I tend towards the domestic arts. And when I say arts, I don't mean all of them, more like the baking, cooking, hosting arts. I do not tend towards the cleaning arts, which is inconvenient. But hey, we're none of us perfect.
So my mother. Someone brought up that the collection of my experiences constitues what many people gain from their own childhood kitchen. Wow, jaw dropping moment. Yes, I do seem to gravitate towards those that create. Those that make abundance from the hearth. Those with amazing collections of home tid-bits, tales from the stove, bounty to share. In my ideal dream world I would be duchess of a grand farm estate with the funds to build, decorate and bake whatever I wanted (and I would have a cleaning lady, maybe two). That's all really. I just want to get all Martha Stewarty in my heart of hearts.

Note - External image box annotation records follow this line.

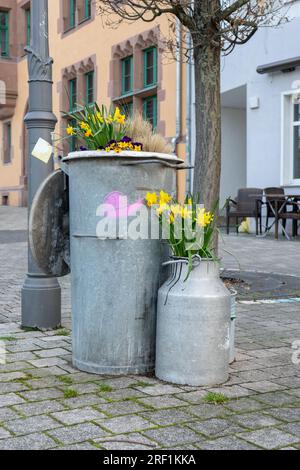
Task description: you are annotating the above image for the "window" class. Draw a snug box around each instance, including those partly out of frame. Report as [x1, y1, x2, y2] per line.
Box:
[25, 8, 31, 46]
[122, 56, 133, 95]
[144, 47, 157, 87]
[2, 194, 8, 206]
[70, 0, 76, 28]
[143, 96, 157, 129]
[3, 122, 11, 164]
[120, 101, 133, 117]
[69, 78, 77, 111]
[68, 119, 77, 152]
[84, 0, 92, 19]
[292, 100, 300, 180]
[85, 71, 94, 105]
[0, 11, 9, 57]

I was number four of five. Placed somewhere between the middle child and, well, the middle. My own working mother will be remembered for so many things, but our time together in the kitchen won't be one of them. She worked. She worked tirelessly and had five children - can you blame her?
And so I have trotted about life (alright, I have more accurately rammed into life head on), fumbling about the food world, the art world, the writing world. And everywhere I go I have collected wonderful women friends. Somewhere in each one lies a trait I admire. A trait I want in myself. A trait, perhaps, that I might fictionalize into my own upbringing.

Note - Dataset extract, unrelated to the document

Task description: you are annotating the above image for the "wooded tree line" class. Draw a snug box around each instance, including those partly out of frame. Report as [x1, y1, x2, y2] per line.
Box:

Yes, this is perhaps a bit deep for Mouse, but the truth is the truth. This last week found me using a long-handled apple picker to pluck over-sized Belle Flower Apples from a local orchard. As I stood in my boots, rain slinking down my cheeks and apple branches in my eye, I thought of my mom.
Did she ever see me here? Would she, if given a different path, have been the mother to teach me how to pick an orchard?

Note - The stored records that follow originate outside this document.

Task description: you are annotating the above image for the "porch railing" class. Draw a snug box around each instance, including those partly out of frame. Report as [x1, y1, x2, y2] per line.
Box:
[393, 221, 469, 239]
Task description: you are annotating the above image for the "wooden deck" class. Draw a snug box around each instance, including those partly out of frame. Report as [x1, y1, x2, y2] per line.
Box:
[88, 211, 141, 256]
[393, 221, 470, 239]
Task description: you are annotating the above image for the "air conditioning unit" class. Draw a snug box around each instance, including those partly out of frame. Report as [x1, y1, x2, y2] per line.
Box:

I think each of us as moms have felt that painful moment when we realize at child number two (or three, or four, or five), that our attention isn't quite as evenly spread out. We remember when there was just one, we slathered them in spirit and education, but when two are on the scene, we must give just a little less. We must make it stretch.
So if my mother's fourth child yearns for this back-to-the-farm experience so deeply, this insight in growing, cooking and forming family life, would she have found it with me had I been number one?
And would I even have liked it all if she did? That is the "light-bulb" moment of this post. I had an incredible knack for arguing just about everything out of my mother's mouth. To that end, she should have steered me clear of being a lawyer, so that I would have run head first into law school. I was, and am, obstinate.
And since her life was so engrossed in the mental wellness of other people's children, I knew somewhere inside that the one thing I wouldn't do was be a caretaker. I wouldn't become a psychologist, a therapist, a doctor. I would not nurture the world.
Except, of course, if you're hungry, and maybe you want a piece of pie and a cup of tea and we can sit and talk for awhile - perhaps about your mother? What was she like? Do you need a hug? I can do that.